Abbiamo riferito di recente dei dati OCSE relativi agli stipendi dei docenti italiani, ancora molto bassi rispetto alla media dei colleghi degli altri Paesi sviluppati.

Dati negativi anche per ciò che riguarda l’età media degli insegnanti italiani: i più anziani d’Europa ma anche del mondo. Ben il 58% dei docenti in Italia, dalle primarie alle superiori, ha più di 50 anni, su una media OCSE del 34%. Solo l’1% degli insegnanti italiani ha meno di 30 anni.
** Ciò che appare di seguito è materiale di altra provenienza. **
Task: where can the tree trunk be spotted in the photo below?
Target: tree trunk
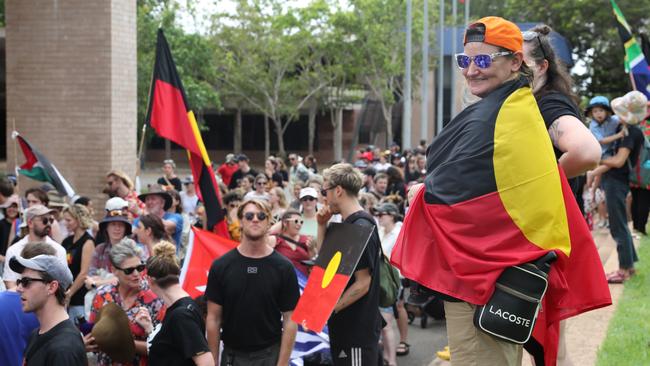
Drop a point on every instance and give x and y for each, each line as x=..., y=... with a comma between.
x=312, y=127
x=278, y=128
x=237, y=134
x=267, y=137
x=338, y=134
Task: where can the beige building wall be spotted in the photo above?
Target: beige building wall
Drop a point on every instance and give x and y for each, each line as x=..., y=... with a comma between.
x=71, y=86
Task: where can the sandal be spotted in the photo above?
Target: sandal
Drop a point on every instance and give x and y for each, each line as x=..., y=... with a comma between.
x=403, y=349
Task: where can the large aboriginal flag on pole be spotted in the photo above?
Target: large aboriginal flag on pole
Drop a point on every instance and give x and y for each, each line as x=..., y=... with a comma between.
x=341, y=250
x=495, y=197
x=171, y=117
x=635, y=61
x=203, y=248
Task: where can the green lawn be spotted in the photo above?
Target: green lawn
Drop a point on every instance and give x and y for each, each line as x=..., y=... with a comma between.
x=628, y=334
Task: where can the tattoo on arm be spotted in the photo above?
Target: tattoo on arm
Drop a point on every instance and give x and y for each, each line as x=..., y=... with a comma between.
x=555, y=132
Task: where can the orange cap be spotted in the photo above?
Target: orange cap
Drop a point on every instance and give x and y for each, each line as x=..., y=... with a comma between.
x=495, y=31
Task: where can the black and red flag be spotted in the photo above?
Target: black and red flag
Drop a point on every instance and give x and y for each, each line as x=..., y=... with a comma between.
x=494, y=197
x=171, y=117
x=341, y=250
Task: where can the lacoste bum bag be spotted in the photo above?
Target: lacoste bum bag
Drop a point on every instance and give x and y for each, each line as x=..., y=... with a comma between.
x=511, y=312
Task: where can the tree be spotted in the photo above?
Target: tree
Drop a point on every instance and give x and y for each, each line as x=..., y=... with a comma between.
x=590, y=28
x=267, y=56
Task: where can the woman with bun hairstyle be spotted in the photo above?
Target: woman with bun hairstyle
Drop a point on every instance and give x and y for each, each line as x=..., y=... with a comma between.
x=180, y=338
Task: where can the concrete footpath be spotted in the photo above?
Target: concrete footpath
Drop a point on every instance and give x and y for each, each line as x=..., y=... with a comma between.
x=586, y=332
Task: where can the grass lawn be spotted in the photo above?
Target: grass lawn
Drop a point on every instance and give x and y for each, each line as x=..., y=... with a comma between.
x=628, y=334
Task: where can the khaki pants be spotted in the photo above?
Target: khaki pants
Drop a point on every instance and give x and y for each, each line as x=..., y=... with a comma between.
x=470, y=346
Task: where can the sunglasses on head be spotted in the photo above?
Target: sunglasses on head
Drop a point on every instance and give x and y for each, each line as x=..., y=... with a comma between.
x=127, y=271
x=481, y=61
x=26, y=281
x=249, y=216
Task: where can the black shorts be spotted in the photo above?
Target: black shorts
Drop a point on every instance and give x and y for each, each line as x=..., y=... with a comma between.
x=355, y=356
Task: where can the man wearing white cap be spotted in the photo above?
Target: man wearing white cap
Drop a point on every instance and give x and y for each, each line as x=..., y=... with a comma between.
x=39, y=221
x=42, y=285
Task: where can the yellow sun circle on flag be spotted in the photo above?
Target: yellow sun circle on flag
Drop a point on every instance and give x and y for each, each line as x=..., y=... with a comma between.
x=331, y=269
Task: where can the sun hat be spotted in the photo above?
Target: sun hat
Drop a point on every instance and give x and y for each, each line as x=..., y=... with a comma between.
x=631, y=108
x=50, y=264
x=495, y=31
x=156, y=189
x=113, y=335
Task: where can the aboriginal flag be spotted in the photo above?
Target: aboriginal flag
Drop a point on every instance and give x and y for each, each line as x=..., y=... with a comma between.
x=341, y=250
x=494, y=197
x=170, y=115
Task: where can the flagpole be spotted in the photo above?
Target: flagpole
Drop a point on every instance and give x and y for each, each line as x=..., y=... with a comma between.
x=13, y=121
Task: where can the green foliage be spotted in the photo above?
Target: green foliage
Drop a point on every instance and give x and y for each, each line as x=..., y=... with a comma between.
x=628, y=334
x=589, y=26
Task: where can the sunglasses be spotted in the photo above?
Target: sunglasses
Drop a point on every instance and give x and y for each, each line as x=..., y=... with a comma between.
x=249, y=216
x=529, y=36
x=323, y=192
x=127, y=271
x=481, y=61
x=26, y=281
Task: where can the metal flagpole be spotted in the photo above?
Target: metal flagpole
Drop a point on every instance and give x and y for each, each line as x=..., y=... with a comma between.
x=424, y=117
x=441, y=67
x=406, y=116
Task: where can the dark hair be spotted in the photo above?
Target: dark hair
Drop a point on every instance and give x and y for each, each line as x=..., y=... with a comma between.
x=6, y=187
x=163, y=266
x=39, y=194
x=557, y=76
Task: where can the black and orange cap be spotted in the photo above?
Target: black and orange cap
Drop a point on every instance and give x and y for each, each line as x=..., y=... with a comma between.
x=495, y=31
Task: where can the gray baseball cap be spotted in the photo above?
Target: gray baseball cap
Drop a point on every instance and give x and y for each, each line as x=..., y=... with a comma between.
x=49, y=264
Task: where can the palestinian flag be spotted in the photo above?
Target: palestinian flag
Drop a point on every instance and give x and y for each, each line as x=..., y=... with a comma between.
x=494, y=197
x=635, y=61
x=39, y=168
x=341, y=250
x=202, y=249
x=170, y=115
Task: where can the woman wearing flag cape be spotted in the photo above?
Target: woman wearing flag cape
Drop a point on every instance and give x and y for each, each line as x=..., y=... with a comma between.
x=494, y=197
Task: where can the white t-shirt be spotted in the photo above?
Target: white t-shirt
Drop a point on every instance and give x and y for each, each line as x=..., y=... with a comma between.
x=189, y=203
x=16, y=249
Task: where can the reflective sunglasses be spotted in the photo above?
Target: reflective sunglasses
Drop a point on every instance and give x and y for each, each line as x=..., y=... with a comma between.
x=127, y=271
x=249, y=216
x=529, y=36
x=481, y=61
x=47, y=220
x=26, y=281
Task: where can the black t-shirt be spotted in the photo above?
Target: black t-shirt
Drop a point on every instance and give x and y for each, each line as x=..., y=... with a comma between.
x=74, y=251
x=181, y=335
x=176, y=182
x=60, y=346
x=238, y=175
x=633, y=141
x=254, y=292
x=360, y=323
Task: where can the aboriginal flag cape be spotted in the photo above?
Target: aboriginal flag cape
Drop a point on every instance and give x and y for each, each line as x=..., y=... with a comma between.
x=342, y=248
x=171, y=117
x=495, y=197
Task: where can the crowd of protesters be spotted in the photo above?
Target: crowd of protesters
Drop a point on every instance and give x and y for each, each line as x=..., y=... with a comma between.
x=278, y=210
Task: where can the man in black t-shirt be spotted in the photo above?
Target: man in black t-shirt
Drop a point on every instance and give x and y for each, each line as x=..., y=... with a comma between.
x=252, y=291
x=355, y=325
x=57, y=342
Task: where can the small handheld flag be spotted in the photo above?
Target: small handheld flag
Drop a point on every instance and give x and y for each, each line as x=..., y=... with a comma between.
x=339, y=255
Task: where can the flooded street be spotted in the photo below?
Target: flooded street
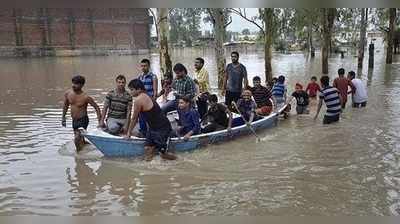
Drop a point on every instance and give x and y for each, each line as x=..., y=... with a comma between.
x=300, y=168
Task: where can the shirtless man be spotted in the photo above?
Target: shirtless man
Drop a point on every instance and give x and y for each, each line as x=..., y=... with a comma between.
x=78, y=101
x=159, y=126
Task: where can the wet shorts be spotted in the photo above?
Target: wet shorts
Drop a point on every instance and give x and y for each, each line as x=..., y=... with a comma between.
x=82, y=122
x=157, y=138
x=264, y=111
x=331, y=119
x=302, y=109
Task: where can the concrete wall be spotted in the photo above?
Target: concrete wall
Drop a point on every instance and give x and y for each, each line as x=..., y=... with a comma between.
x=71, y=32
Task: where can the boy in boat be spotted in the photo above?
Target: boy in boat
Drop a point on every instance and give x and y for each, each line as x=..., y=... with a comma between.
x=217, y=116
x=117, y=107
x=189, y=119
x=159, y=128
x=341, y=83
x=262, y=96
x=279, y=90
x=166, y=94
x=78, y=101
x=247, y=107
x=313, y=88
x=301, y=98
x=330, y=95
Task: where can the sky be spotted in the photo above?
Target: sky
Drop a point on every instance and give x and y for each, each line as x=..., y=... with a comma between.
x=237, y=25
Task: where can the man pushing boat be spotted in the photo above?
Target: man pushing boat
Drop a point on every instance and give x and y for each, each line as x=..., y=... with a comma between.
x=159, y=127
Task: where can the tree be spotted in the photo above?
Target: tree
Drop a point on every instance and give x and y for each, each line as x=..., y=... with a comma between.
x=328, y=18
x=361, y=44
x=246, y=31
x=389, y=50
x=162, y=24
x=267, y=30
x=218, y=17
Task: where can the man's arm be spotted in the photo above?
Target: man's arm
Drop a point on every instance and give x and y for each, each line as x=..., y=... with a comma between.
x=318, y=108
x=136, y=109
x=96, y=107
x=65, y=109
x=155, y=87
x=190, y=90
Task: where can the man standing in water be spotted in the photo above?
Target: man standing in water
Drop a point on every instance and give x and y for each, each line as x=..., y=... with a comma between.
x=330, y=95
x=360, y=95
x=235, y=75
x=201, y=75
x=150, y=83
x=78, y=101
x=159, y=127
x=182, y=86
x=342, y=84
x=117, y=107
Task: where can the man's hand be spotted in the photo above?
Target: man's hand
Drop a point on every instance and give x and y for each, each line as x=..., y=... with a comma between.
x=186, y=137
x=223, y=92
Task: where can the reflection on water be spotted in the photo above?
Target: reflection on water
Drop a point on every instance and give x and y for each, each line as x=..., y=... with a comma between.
x=301, y=168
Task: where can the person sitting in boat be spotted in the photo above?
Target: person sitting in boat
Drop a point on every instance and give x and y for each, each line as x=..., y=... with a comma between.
x=159, y=127
x=247, y=107
x=217, y=116
x=117, y=107
x=279, y=90
x=262, y=97
x=166, y=93
x=189, y=119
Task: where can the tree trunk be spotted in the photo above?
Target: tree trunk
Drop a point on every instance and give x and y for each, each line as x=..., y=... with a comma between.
x=165, y=59
x=361, y=44
x=389, y=50
x=268, y=23
x=219, y=34
x=328, y=17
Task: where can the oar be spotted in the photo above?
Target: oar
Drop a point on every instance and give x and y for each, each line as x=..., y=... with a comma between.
x=250, y=127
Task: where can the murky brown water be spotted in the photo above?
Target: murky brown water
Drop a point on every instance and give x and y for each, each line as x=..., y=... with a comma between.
x=301, y=167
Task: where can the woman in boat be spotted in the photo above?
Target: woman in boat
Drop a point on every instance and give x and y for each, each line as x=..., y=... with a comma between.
x=189, y=119
x=159, y=127
x=217, y=116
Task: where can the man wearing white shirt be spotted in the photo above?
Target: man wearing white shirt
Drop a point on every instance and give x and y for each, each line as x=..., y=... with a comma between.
x=359, y=96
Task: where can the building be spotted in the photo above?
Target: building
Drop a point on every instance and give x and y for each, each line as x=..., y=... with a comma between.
x=70, y=32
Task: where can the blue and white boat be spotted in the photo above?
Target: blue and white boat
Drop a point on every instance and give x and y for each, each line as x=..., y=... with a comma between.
x=116, y=146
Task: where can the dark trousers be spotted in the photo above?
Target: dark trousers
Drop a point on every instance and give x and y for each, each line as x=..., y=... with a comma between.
x=231, y=97
x=202, y=106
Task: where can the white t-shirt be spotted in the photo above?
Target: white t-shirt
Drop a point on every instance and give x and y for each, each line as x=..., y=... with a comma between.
x=360, y=95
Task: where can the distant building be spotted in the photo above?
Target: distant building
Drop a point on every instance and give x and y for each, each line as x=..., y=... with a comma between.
x=76, y=31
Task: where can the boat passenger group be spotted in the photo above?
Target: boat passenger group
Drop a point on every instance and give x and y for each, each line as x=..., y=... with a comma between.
x=195, y=105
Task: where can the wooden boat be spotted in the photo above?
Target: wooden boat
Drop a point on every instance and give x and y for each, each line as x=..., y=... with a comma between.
x=116, y=146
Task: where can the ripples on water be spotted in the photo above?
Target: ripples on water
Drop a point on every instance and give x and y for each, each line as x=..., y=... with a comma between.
x=300, y=168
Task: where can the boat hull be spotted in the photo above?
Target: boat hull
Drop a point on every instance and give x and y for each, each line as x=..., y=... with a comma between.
x=115, y=146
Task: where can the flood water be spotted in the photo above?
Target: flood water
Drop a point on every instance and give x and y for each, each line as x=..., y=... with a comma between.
x=300, y=168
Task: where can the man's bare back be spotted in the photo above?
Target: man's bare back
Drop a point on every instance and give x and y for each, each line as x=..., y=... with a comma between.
x=78, y=102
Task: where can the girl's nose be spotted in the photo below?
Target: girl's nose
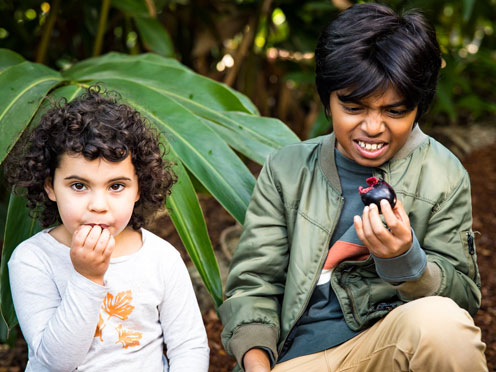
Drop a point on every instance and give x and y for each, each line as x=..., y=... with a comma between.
x=98, y=203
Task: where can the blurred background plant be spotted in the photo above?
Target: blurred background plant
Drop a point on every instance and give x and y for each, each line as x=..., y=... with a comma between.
x=261, y=48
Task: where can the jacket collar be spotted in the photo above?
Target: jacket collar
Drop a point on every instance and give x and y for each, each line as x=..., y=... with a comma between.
x=328, y=163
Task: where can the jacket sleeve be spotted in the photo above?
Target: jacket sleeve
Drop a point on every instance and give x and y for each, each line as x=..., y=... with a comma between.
x=182, y=325
x=448, y=242
x=255, y=284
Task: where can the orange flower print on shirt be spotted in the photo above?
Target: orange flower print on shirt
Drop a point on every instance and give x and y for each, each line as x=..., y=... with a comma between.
x=128, y=338
x=120, y=307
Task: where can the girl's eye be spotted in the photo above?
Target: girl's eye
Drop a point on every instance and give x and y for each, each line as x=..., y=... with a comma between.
x=78, y=186
x=117, y=187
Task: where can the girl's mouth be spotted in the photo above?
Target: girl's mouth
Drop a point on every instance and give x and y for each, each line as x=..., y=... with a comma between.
x=103, y=226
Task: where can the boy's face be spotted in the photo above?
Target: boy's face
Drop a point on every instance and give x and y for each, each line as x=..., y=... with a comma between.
x=372, y=130
x=96, y=192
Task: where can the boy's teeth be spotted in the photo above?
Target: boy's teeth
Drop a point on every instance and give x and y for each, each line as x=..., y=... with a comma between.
x=369, y=146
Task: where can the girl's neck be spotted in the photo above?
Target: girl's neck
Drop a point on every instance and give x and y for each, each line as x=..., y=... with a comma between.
x=127, y=242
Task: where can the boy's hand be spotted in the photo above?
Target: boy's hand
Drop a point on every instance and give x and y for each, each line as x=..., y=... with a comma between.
x=381, y=241
x=256, y=360
x=91, y=249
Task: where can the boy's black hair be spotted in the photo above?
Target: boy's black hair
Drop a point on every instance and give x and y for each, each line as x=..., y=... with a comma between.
x=94, y=125
x=370, y=48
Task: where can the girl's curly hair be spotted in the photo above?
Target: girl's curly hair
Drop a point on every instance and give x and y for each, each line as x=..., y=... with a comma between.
x=94, y=125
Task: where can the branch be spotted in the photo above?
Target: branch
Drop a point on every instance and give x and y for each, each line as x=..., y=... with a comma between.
x=102, y=23
x=41, y=52
x=246, y=43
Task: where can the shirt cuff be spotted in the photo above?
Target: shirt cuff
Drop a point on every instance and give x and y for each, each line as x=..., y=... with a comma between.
x=406, y=267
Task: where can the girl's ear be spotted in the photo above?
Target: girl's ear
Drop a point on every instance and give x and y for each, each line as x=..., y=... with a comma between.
x=49, y=189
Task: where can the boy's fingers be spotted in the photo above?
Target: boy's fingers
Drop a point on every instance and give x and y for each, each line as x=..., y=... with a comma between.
x=357, y=221
x=400, y=210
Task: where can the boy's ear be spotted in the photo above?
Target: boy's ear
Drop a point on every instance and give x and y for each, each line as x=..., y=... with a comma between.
x=49, y=189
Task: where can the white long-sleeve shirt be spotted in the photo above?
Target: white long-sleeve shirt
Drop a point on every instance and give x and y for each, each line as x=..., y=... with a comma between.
x=71, y=323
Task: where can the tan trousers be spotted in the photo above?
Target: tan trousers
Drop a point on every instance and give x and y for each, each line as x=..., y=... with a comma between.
x=431, y=334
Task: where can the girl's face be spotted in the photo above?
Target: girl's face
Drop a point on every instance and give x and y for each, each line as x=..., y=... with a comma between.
x=372, y=130
x=93, y=192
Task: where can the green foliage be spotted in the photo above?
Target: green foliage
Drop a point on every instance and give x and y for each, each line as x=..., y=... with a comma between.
x=202, y=121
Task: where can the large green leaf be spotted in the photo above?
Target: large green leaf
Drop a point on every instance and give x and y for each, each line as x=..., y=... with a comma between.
x=131, y=7
x=179, y=82
x=154, y=36
x=186, y=214
x=253, y=136
x=9, y=58
x=23, y=86
x=18, y=228
x=203, y=152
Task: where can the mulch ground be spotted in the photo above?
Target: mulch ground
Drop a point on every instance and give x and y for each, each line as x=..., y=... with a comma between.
x=481, y=165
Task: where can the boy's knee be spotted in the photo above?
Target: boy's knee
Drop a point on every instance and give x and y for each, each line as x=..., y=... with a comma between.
x=435, y=317
x=438, y=323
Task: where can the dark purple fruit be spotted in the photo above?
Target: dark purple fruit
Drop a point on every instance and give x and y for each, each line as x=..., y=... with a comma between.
x=378, y=189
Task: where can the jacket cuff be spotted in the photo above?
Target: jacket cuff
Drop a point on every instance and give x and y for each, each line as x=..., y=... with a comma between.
x=407, y=267
x=427, y=285
x=251, y=336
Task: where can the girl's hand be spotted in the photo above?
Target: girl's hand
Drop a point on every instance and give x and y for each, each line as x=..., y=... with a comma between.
x=256, y=360
x=381, y=241
x=91, y=249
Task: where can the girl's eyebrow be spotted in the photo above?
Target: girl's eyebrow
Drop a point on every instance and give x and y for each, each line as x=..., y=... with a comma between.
x=78, y=178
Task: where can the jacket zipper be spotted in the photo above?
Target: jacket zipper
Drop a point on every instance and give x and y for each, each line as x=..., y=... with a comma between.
x=321, y=263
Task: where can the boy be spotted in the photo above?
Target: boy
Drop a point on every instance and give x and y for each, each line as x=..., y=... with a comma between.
x=314, y=286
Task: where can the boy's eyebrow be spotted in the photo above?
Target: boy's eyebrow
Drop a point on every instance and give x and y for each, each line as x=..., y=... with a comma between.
x=79, y=178
x=358, y=102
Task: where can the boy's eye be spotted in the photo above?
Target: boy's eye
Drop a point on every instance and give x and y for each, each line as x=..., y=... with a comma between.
x=78, y=186
x=352, y=109
x=397, y=112
x=117, y=187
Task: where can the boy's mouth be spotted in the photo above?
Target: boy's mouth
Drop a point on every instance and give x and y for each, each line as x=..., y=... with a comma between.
x=370, y=146
x=370, y=150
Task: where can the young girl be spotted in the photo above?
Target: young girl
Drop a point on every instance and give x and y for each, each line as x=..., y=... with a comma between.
x=98, y=292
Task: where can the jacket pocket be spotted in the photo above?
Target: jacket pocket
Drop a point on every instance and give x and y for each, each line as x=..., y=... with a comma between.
x=468, y=242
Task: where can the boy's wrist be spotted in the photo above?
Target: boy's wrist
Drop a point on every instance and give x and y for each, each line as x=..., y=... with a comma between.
x=256, y=360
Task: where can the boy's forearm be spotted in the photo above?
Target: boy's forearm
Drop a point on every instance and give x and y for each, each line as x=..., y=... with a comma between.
x=427, y=285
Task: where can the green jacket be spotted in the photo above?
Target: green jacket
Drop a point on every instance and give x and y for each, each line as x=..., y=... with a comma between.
x=289, y=223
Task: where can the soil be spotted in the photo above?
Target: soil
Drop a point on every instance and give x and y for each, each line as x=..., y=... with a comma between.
x=481, y=165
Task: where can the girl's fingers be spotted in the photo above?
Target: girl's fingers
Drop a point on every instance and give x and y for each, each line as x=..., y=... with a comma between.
x=80, y=235
x=93, y=237
x=109, y=247
x=102, y=242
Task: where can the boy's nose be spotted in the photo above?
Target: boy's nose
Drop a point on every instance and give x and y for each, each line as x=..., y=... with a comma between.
x=373, y=125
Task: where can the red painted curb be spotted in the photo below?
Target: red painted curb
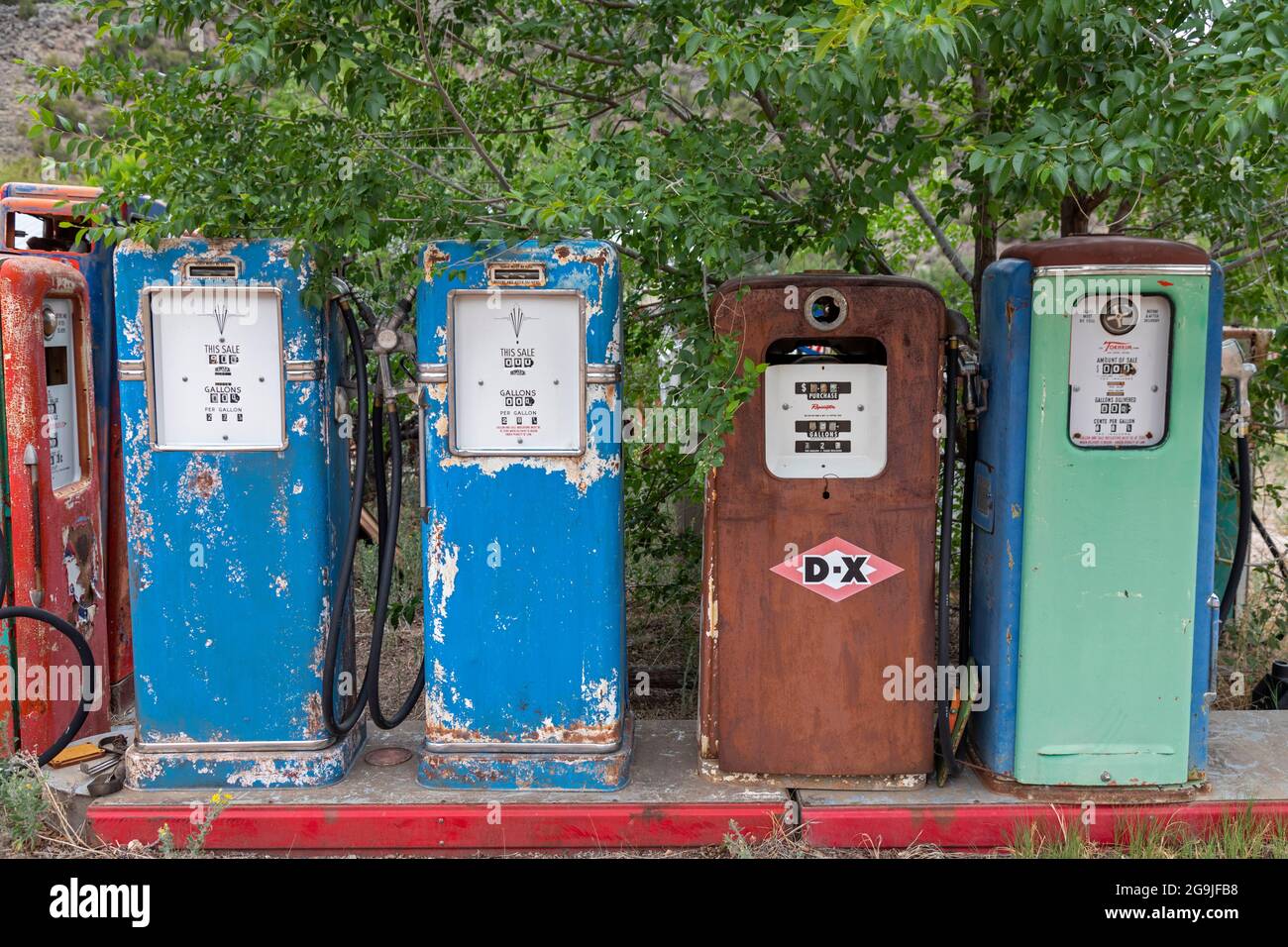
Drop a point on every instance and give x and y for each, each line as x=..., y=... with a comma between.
x=992, y=825
x=441, y=827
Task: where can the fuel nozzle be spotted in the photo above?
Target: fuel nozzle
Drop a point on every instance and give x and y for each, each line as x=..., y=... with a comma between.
x=1233, y=367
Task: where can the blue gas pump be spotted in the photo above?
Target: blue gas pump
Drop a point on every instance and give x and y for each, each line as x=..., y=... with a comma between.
x=236, y=446
x=519, y=365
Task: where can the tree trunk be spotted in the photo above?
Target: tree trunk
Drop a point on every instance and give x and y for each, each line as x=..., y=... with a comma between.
x=984, y=227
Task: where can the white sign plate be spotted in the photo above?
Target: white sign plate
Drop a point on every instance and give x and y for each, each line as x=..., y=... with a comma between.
x=60, y=381
x=516, y=364
x=1119, y=360
x=824, y=419
x=217, y=380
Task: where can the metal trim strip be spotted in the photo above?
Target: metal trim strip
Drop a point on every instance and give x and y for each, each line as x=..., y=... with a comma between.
x=1124, y=269
x=308, y=369
x=604, y=373
x=235, y=746
x=432, y=372
x=130, y=369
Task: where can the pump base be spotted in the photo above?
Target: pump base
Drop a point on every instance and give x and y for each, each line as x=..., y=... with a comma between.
x=857, y=784
x=1098, y=793
x=600, y=772
x=206, y=770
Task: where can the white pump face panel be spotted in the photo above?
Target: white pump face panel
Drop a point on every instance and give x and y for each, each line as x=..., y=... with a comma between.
x=824, y=419
x=215, y=368
x=516, y=364
x=1120, y=350
x=60, y=392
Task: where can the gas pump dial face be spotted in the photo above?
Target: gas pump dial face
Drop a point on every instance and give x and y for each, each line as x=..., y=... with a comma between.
x=1119, y=369
x=824, y=419
x=60, y=392
x=217, y=371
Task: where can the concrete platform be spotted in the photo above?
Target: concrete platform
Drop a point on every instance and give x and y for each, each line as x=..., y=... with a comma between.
x=1247, y=771
x=669, y=802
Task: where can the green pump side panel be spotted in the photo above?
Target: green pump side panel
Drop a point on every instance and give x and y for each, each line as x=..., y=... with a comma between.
x=1106, y=657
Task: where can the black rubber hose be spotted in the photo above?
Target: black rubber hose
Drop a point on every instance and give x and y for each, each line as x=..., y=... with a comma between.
x=1244, y=535
x=966, y=547
x=387, y=553
x=343, y=723
x=4, y=566
x=377, y=470
x=1270, y=544
x=86, y=659
x=65, y=630
x=945, y=552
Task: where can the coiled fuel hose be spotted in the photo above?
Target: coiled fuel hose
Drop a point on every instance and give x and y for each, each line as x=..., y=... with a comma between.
x=945, y=551
x=387, y=515
x=1244, y=534
x=68, y=631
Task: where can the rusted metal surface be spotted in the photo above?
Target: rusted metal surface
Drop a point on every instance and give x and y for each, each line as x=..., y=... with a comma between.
x=791, y=681
x=54, y=536
x=56, y=201
x=233, y=552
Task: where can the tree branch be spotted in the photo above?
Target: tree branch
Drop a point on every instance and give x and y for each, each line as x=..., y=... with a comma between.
x=451, y=106
x=945, y=245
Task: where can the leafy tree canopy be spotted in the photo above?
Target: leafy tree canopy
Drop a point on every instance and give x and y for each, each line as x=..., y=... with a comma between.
x=706, y=140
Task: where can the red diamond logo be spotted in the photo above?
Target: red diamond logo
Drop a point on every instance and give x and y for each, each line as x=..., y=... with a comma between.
x=836, y=570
Tra i Paesi sviluppati presi in esame per lo studio troviamo: l’Italia (al primo posto per anzianità), l’Estonia, la Lettonia, il Cile, l’Austria, la Repubblica Ceca, la Germania, la Nuova Zelanda, la Spagna, il Giappone, la Svezia, l’Ungheria, la Finlandia, gli Stati Uniti, la Francia, il Belgio, il Canada, la Corea del Sud, il Regno Unito, la Slovacchia, l’Irlanda, l’Olanda, la Grecia, il Lussemburgo, la Svizzera, Israele, il Portogallo, la Norvegia e la Turchia (quest’ultima con il corpo docente più giovane).